The FTSE 100 continued to give back some of its big gains from Monday as the index was hit by a midweek drop sweeping the globe.
A change in the outlook for government bond yields in the US helped worry traders on Wednesday, said David Madden, an analyst at CMC Markets.
It meant that London’s top index closed down 37.96 points, ending the day at 6,710.9, a reduction of 0.6%.
The downward move came in part from global market sentiment, but also from company news closer to home. Among the biggest losers on the day were Hargreaves Lansdown and British American Tobacco.
Hargreaves fell after its co-founder, Peter Hargreaves, sold off shares for £300 million, reducing his holding to around 19%, while BAT dropped after its guidance for the year was below its long-term target.
Unusually, a fall in the value of the pound did not seem to help the FTSE 100 avoid drops that were seen elsewhere around the world.
When sterling loses value – which it did by 0.5%, buying $1.3833 by the end of trading in London – it normally helps the FTSE, which is full of exporting companies which often operate in the US currency.
But the FTSE 100’s performance showed few signs of this, falling further than the Dow Jones in the US, down 0.2%, and the Cac in France, down 0.4%.
The index did outperform some major international peers, such as Germany’s Dax, down 1.1%, and the New York-based S&P 500, which was trading down 0.7% by the close of play in Europe.
The Dow’s drop came after it started the day up five points, which put it at an all-time high.
Sterling’s drop was largely down to a strong dollar, rather than a weak pound, and the UK currency gained 0.2% against the euro, buying 1.1503.
The dollar had been helped by January US retail sales, released on Wednesday, which smashed through the 1.1% growth that had been expected, hitting 5.3%.
“It’s interesting that the pound’s drop against the dollar didn’t help the FTSE reverse its fortunes.

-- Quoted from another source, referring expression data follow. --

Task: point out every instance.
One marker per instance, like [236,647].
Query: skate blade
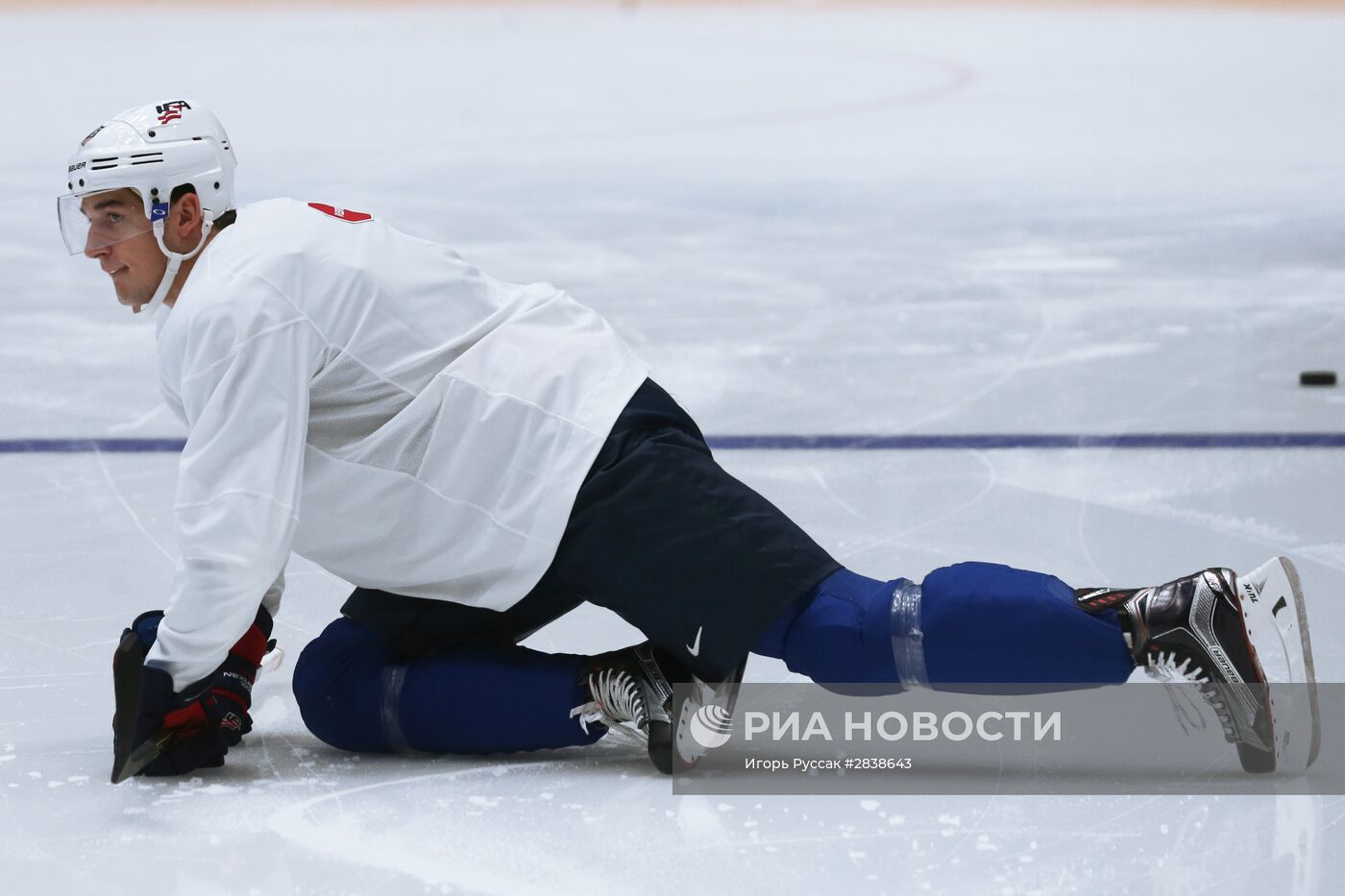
[1273,610]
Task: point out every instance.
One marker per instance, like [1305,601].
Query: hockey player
[480,458]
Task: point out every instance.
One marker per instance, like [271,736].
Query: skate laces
[618,704]
[1162,666]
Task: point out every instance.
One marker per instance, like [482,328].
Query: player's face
[124,247]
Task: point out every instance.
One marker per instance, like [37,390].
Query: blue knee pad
[992,623]
[354,694]
[840,633]
[339,688]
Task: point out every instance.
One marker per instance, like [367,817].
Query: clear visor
[100,220]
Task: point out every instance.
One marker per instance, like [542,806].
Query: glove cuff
[252,646]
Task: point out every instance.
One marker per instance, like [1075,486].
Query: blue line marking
[971,442]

Instead the index was lumbered with a 0.3% decline, struggling with losses for Barclays, Lloyds and HSBC, and chunkier drops from British American Tobacco and Hargreaves Lansdown,” said Spreadex analyst Connor Campbell.

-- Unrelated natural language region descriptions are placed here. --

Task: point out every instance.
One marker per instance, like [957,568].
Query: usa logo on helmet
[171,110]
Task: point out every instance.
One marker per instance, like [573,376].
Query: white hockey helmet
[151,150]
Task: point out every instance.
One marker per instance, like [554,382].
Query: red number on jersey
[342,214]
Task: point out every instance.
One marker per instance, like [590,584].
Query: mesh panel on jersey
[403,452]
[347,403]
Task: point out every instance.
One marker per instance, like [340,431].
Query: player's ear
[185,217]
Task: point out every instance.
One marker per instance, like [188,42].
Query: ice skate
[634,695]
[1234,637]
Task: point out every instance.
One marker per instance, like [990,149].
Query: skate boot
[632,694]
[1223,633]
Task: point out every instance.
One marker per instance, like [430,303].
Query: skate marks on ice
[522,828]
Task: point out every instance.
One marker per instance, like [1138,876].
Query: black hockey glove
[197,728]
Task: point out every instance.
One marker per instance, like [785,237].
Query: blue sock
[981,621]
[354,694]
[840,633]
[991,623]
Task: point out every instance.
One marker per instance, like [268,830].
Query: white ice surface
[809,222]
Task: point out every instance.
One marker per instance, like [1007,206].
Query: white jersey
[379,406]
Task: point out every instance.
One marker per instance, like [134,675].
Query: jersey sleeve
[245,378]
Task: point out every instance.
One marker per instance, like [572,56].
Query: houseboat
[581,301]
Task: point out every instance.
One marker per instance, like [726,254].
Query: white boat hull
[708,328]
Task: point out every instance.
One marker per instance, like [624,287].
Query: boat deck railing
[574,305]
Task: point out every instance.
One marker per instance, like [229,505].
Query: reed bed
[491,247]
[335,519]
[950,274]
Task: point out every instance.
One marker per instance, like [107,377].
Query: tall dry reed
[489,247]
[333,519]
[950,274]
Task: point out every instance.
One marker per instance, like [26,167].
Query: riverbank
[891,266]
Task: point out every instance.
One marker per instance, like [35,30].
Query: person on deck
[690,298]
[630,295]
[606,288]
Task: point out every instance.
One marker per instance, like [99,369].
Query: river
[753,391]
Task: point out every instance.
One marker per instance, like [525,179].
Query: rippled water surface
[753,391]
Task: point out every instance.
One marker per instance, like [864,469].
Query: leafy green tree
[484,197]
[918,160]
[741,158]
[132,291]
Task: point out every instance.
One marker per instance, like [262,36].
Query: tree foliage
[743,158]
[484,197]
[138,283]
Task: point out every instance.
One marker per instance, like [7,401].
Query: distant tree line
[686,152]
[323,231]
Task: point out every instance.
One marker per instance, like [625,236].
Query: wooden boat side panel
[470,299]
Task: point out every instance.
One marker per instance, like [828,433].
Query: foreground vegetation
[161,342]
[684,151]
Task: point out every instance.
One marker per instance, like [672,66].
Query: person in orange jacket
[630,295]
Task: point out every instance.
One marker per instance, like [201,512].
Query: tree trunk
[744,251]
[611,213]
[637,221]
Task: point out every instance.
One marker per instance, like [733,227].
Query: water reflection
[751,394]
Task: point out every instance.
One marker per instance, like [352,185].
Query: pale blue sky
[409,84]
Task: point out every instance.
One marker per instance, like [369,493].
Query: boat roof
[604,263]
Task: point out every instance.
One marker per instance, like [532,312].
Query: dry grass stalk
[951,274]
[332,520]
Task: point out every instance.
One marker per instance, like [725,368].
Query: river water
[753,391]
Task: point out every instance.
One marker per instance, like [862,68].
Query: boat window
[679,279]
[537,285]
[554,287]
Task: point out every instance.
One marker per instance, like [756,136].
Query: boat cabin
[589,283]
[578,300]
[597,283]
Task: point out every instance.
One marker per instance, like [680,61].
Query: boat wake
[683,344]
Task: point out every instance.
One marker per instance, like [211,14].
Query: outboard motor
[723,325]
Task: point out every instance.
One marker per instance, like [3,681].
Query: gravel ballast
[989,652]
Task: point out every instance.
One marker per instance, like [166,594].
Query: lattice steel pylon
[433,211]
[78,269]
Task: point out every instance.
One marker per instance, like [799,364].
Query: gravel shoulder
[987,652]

The price of Brent crude oil rose 0.6% to $63.71 per barrel.
Several London-listed companies promised to funnel more cash to their shareholders on Wednesday.
Among them were Plus500, which promised to buy back shares for a further $25 million (£18m), after profits nearly tripled. The online trading company said it had seen “unprecedented” levels of activity on the platform, and shares rose 2.6%.

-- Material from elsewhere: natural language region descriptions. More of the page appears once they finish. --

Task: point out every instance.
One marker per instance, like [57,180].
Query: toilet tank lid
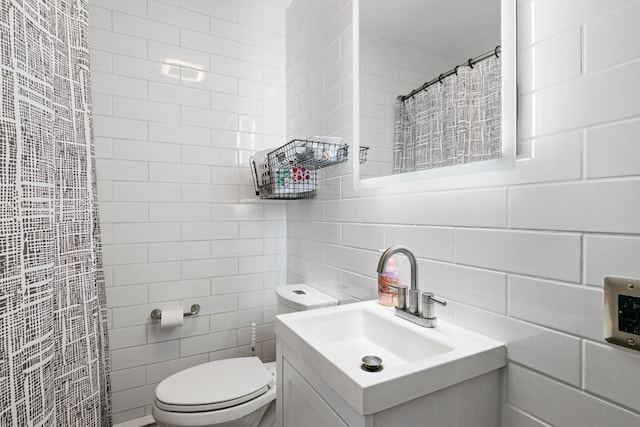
[303,297]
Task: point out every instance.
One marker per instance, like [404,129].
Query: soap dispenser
[388,282]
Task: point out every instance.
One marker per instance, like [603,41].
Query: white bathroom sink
[416,361]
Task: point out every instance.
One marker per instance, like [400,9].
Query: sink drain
[371,364]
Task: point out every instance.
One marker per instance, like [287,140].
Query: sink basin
[416,361]
[360,330]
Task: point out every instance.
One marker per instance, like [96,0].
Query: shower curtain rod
[469,63]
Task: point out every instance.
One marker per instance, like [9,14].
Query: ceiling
[451,29]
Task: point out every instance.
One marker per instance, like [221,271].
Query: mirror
[405,44]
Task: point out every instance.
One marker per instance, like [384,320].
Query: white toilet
[238,392]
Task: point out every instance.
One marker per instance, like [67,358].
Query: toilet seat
[214,386]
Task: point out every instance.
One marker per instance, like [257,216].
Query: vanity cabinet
[302,405]
[305,399]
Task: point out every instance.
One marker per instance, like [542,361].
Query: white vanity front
[444,376]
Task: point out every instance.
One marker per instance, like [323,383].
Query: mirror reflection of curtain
[54,360]
[452,122]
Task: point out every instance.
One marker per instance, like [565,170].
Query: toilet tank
[301,297]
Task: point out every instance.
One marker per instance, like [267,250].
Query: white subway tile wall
[183,92]
[521,255]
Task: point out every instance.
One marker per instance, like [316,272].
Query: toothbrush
[253,339]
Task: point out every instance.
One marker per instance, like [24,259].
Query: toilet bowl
[236,392]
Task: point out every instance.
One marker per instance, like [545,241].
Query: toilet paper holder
[156,313]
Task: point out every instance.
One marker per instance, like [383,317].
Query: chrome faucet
[411,311]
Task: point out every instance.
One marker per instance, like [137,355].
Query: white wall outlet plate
[622,311]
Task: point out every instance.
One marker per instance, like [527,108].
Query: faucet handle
[428,311]
[402,297]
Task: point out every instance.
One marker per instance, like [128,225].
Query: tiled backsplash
[183,92]
[521,254]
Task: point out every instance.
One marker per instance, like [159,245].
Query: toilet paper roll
[171,318]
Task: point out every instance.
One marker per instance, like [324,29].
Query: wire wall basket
[291,170]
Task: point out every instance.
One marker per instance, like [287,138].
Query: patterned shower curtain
[453,122]
[53,341]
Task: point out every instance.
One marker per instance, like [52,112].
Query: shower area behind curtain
[53,342]
[454,121]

Rio Tinto promised shareholders cash as it announced a record dividend of $5.57 (£4) per share, as it was helped by a boom in commodity demand. Shares closed up 3.6%.
The biggest risers on the FTSE 100 were Antofagasta, up 78.5p to 1,714.5p, Hikma, up 56p to 2,392p, Rolls-Royce, up 2.36p to 102.3p, National Grid, up 16p to 864.6p, and B&M, up 11p to 601p.
The biggest fallers were Hargreaves Lansdown, down 113.5p to 1,539.5p, M&G, down 10p to 187.3p, British American Tobacco, down 108.5p to 2,640p, Polymetal, down 58p to 1,551p, and Avast, down 17.7p to 489.8p.